その者達―――、コボルトの集団は準備を進めていた。
何の意味があるのか、石を積み上げ、動物の血液で木々に模様を描く。
口から長い舌を出し、意思の読み取れない濁った目で、淡々と作業を続ける。
コボルト達を観察しながら、カヤは思う。
……退屈ね。
カヤは自由の利かない自分の状態を、もう一度確認する。
遺跡に背を向けた状態で、地面に打ち付けられた杭に、縄で体を縛られている。
体に何重にも縄を巻きつけられ、ちょっとやそっとじゃびくともしない。
カヤは早くも後悔した。
自分の選択を。
森でコボルト達を撃退したあとのことを思い返す。
伏兵が白煙を放った後、白煙に紛れ、コボルトがカヤに接近してきた。
カヤは金棒で叩きのめすつもりであったし、実際出来た筈だ。
だが、カヤはその時、思いついてしまった。
敢えてコボルトの好きにさせてみるのも面白いかもしれない、と。
そうすれば、何か面白いことが起きる気がした。
だから、敢えて抵抗せず、コボルトに攫われることにした。
コボルトに担がれて到着した場所は、石が台形に積み上げられた謎の遺跡。
初めて見る物に最初こそ興奮したが、すぐに飽きてしまった。
遺跡は動くことも変化することもない。
コボルト達も、黙々と作業をこなすだけ。
「ふあぁ~」
と、大きなあくびが出てしまった。
瞼も重くなり、眠気が襲ってくる。
身動きできない状況だというのに、まるで緊張感の無いカヤ。
このまま寝てしまおうかと考えたが、流石にそれはまずいか、と思い止まる。
見飽きたコボルト達の行動。退屈だが、惰眠を貪ることも出来ない。
何もすることがない状態。
であれば、カヤの取る行動は一つしかなかった。
「じゃあ、やるとしますか」
カヤは、白く輝く己のツノに意識を向ける。
すぐに魔力の供給が始まる。
膨大な魔力が体に巡る。
体に力を入れる。
「フンッ!」
掛け声と共に、何重にも巻かれた縄がブチッと音を立て千切れた。
「ギエッ!?」
「ギエエッ!!」
「ギエッギッ!」
拘束していた筈の獲物の行動に度肝を抜かれ、コボルト達が一斉に騒ぎ出す。
カヤはすぐに動いた。
まず、近くにいたコボルトの頭を拳で吹き飛ばす。
間髪入れず、別のコボルトの首を掴み、思いっきり投げ飛ばした。
ビュンと言う風を切る音が鳴り、数体のコボルトを巻き込みながら大木に衝突。
ベチャと大木に叩きつけられ、あっと言う間に肉片と化した。
コボルト達は、ようやく動き出した。
短剣や弓を手に戦闘態勢を取る。
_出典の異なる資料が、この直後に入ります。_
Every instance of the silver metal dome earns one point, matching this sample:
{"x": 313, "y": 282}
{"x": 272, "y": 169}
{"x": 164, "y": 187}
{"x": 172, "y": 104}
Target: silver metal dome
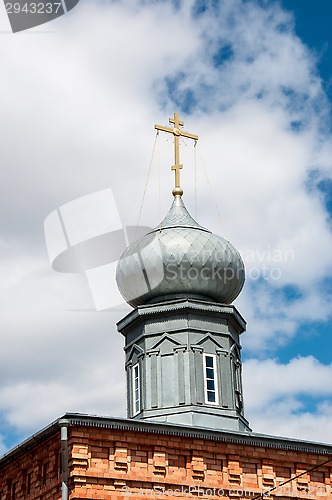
{"x": 180, "y": 258}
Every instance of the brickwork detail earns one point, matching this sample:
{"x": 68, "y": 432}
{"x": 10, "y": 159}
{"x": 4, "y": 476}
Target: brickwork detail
{"x": 115, "y": 464}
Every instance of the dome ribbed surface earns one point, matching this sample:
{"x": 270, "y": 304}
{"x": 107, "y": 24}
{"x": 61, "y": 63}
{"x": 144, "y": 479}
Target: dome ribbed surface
{"x": 180, "y": 257}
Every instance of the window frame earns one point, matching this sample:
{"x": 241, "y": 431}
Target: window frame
{"x": 136, "y": 402}
{"x": 215, "y": 379}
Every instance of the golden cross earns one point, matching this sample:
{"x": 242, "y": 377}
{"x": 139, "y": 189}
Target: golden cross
{"x": 177, "y": 132}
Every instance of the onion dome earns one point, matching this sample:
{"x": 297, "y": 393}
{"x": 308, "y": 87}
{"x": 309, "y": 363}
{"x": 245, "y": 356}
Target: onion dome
{"x": 177, "y": 259}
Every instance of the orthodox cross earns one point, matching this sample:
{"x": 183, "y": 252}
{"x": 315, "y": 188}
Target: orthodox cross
{"x": 177, "y": 132}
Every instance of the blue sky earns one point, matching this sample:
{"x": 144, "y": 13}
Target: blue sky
{"x": 79, "y": 98}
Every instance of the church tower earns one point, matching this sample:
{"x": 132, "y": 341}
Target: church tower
{"x": 182, "y": 338}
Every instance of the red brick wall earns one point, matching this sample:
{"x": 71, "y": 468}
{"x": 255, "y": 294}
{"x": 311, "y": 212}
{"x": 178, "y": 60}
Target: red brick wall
{"x": 113, "y": 464}
{"x": 35, "y": 475}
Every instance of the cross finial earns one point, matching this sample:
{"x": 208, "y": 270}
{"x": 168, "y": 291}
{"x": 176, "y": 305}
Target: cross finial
{"x": 177, "y": 132}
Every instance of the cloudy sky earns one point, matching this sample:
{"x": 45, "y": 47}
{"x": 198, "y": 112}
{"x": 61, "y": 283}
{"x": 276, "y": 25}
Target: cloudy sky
{"x": 79, "y": 98}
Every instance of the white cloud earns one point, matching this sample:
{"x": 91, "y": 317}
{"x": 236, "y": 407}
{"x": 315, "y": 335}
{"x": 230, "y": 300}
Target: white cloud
{"x": 277, "y": 396}
{"x": 78, "y": 108}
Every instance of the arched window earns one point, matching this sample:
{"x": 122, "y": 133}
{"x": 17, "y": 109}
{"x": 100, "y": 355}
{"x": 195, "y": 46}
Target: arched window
{"x": 210, "y": 379}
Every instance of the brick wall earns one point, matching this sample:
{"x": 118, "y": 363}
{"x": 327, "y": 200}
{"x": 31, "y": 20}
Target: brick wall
{"x": 115, "y": 464}
{"x": 35, "y": 475}
{"x": 124, "y": 464}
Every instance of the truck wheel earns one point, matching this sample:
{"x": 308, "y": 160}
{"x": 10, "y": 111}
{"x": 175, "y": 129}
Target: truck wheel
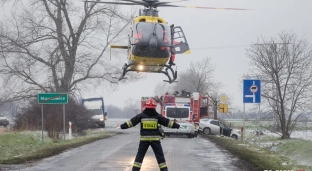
{"x": 206, "y": 131}
{"x": 234, "y": 137}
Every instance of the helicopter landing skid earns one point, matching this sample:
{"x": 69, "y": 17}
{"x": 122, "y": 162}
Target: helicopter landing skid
{"x": 174, "y": 74}
{"x": 168, "y": 67}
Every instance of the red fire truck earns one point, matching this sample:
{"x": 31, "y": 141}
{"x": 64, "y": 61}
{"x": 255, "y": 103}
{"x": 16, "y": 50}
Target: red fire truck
{"x": 196, "y": 103}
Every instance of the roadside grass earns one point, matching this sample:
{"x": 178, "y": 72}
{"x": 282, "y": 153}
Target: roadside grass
{"x": 22, "y": 147}
{"x": 297, "y": 149}
{"x": 258, "y": 158}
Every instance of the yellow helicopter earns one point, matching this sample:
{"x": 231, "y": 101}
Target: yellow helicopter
{"x": 153, "y": 44}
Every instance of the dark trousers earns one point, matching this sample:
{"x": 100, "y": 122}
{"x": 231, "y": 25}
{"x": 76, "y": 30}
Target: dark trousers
{"x": 143, "y": 147}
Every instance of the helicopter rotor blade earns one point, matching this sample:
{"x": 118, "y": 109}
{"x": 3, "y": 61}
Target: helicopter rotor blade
{"x": 161, "y": 3}
{"x": 167, "y": 5}
{"x": 121, "y": 3}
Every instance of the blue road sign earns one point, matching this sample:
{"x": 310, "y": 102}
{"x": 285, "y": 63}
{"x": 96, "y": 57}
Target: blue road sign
{"x": 252, "y": 91}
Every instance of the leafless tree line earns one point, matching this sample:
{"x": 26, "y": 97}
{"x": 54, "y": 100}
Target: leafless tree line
{"x": 56, "y": 46}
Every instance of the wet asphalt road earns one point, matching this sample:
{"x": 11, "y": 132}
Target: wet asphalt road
{"x": 117, "y": 154}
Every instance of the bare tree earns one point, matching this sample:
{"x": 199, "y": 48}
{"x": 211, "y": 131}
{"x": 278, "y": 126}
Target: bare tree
{"x": 283, "y": 65}
{"x": 55, "y": 46}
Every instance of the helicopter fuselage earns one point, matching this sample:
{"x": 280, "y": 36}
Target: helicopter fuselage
{"x": 149, "y": 44}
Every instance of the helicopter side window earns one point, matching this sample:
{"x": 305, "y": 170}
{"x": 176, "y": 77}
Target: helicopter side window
{"x": 151, "y": 39}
その数、約二十体。
「アハハッ! かかってきなさい!」
カヤは両手を広げ、コボルト達を挑発する。
その顔には、邪悪な笑みが浮かんでいた。
そして、殺戮が始まった。
数分後、この場所は、血と肉が巻き散らされた凄惨な現場と化していた。
カヤはぐるっと周囲を見回す。
辺りには、遺跡と樹木、コボルトの亡骸。
「もう終わりなの? 退屈ね」
金棒を肩に担ぎながら、溜息を吐く。
戦闘中に金棒をコボルト達から取り返したが、これなら素手でも良かったかもしれない。
あまりにもあっさりと終わってしまい、拍子抜けだ。
「さて、これからどうしようかしら」
和也達と合流しなければならない。
ここで待つか、こちらから探しに行くか。
カヤは思案する。
この時、カヤは気が付かなかった。
コボルト達の血が大地に染み込み、大地に設置された陣が反応し、薄く輝いていることを。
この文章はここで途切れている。